For instance, Gears of War 4 developer the Coalition helped out the PlayerUnknown’s Battlegrounds team make the Xbox One port, and lent their expertise on things like aim feel. Nico Bihary, executive producer at Microsoft, said that the support Microsoft offered PUBG Corp goes beyond typical second-party.
“There was this global assessment within Microsoft of how can we pair up with this super collaborative, super friendly and incredibly successful — in the short term — group for our partnership to deliver,” Nico Bihary told Polygon.
“As you can imagine, there were a lot of raised hands within Microsoft to offer support. PUBG is really getting the boutique, first-party, white-glove treatment from Microsoft.”

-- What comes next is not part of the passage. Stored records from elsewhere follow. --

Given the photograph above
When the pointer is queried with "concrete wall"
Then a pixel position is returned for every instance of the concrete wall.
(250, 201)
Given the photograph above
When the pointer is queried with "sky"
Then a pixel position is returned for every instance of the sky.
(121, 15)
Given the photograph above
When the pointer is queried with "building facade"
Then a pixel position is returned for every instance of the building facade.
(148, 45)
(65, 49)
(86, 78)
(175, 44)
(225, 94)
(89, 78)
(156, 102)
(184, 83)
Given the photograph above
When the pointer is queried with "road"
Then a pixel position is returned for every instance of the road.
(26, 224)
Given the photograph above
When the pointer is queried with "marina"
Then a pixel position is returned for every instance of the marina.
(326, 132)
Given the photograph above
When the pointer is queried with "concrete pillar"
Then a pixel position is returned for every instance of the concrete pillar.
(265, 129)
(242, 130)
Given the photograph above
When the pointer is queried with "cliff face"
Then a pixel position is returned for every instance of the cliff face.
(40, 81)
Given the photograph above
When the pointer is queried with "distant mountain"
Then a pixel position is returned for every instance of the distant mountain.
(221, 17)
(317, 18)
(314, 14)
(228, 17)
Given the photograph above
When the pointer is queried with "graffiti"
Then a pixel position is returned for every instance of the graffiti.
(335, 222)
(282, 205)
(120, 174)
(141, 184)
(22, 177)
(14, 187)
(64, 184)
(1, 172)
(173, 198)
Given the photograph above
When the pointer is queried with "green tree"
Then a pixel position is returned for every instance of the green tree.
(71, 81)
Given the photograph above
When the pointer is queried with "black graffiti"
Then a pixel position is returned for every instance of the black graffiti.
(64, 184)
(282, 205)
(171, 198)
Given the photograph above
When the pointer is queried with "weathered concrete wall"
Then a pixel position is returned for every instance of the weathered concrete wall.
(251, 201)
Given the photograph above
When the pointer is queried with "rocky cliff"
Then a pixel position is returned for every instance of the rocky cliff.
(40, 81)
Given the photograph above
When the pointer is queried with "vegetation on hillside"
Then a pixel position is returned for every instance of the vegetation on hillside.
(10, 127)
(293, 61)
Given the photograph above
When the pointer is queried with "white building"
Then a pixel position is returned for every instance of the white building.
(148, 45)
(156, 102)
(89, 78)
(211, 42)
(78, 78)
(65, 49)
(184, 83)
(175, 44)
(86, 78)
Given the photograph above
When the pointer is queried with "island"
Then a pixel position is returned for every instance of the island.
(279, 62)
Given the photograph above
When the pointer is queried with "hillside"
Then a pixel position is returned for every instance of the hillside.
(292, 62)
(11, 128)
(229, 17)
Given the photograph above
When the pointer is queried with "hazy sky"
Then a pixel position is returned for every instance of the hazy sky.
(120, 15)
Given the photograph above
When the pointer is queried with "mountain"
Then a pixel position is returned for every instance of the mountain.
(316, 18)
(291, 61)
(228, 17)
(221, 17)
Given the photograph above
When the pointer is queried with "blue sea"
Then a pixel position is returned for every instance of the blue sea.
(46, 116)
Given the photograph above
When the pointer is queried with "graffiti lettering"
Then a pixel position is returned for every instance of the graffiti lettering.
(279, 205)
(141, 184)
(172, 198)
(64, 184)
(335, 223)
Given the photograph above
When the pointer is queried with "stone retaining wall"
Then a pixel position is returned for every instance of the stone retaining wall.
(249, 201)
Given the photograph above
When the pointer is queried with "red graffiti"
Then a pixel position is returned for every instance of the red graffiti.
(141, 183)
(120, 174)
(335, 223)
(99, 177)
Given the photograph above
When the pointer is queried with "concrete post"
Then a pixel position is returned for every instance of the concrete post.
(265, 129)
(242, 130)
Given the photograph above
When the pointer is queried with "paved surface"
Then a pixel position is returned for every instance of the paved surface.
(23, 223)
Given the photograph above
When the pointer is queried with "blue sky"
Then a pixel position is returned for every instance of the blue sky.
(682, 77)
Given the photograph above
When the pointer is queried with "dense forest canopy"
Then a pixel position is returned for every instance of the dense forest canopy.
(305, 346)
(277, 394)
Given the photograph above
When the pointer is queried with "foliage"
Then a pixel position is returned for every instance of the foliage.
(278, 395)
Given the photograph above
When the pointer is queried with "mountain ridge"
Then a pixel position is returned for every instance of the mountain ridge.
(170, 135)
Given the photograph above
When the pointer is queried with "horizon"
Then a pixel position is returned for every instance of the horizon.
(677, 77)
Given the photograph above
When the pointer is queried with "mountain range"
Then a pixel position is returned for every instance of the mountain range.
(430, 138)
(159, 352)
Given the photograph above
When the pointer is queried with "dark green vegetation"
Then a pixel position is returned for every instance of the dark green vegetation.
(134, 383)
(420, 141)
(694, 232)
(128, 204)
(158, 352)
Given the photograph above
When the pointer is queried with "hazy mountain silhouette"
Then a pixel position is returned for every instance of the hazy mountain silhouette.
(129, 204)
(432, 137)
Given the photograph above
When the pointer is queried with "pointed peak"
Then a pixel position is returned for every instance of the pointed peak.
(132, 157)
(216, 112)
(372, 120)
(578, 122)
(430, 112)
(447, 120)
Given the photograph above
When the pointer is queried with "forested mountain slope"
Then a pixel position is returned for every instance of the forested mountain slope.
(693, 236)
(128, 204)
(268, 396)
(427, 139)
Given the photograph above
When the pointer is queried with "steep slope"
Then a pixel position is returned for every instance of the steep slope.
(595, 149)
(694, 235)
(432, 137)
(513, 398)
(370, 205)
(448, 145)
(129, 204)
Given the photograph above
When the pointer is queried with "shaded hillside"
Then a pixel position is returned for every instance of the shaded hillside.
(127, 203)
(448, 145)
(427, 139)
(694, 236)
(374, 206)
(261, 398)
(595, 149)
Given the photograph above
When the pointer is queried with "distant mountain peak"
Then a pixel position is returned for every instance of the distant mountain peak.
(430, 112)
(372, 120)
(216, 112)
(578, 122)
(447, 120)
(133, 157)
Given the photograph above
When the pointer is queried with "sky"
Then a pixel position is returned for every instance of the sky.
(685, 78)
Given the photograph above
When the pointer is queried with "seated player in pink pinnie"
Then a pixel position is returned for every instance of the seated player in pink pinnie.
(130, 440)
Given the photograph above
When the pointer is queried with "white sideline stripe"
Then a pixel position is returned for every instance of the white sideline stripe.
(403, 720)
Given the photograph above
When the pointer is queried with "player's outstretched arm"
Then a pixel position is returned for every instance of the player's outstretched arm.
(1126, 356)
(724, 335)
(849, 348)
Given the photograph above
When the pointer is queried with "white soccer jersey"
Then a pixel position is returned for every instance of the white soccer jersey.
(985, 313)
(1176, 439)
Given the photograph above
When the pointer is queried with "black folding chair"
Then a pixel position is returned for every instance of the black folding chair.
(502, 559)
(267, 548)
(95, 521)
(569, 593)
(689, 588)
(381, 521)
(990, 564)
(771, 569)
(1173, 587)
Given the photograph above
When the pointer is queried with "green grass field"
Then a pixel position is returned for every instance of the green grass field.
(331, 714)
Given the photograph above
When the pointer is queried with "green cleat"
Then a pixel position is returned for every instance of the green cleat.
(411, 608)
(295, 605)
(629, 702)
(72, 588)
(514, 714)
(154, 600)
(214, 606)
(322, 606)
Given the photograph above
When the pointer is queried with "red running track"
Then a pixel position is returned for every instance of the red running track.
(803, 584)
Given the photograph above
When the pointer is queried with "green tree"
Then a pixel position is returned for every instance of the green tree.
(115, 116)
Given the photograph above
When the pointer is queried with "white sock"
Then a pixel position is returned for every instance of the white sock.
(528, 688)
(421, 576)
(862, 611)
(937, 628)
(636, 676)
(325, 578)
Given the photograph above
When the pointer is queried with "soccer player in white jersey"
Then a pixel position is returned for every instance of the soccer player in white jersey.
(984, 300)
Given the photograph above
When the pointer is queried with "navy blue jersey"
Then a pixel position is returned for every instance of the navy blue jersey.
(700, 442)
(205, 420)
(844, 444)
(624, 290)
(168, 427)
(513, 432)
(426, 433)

But this also extends to what developers, that aren’t first-party, typically get from Microsoft. It seems Microsoft used its organisational and logistical resources to make the Xbox One version the best it can be. The publisher’s first-party QA team provided their services, among other departments.
This is definitely not the first time Microsoft allowed one of its internal studios to help PUBG Corp with the port’s development. The partnership also allowed the studio access to Rare’s water tech, which the latter uses in the upcoming Sea of Thieves.
Microsoft also had a hand in making the game feel good on a controller. Though that final point will no doubt be judged by many console players come Tuesday, when Xbox One version releases as part of Game Preview.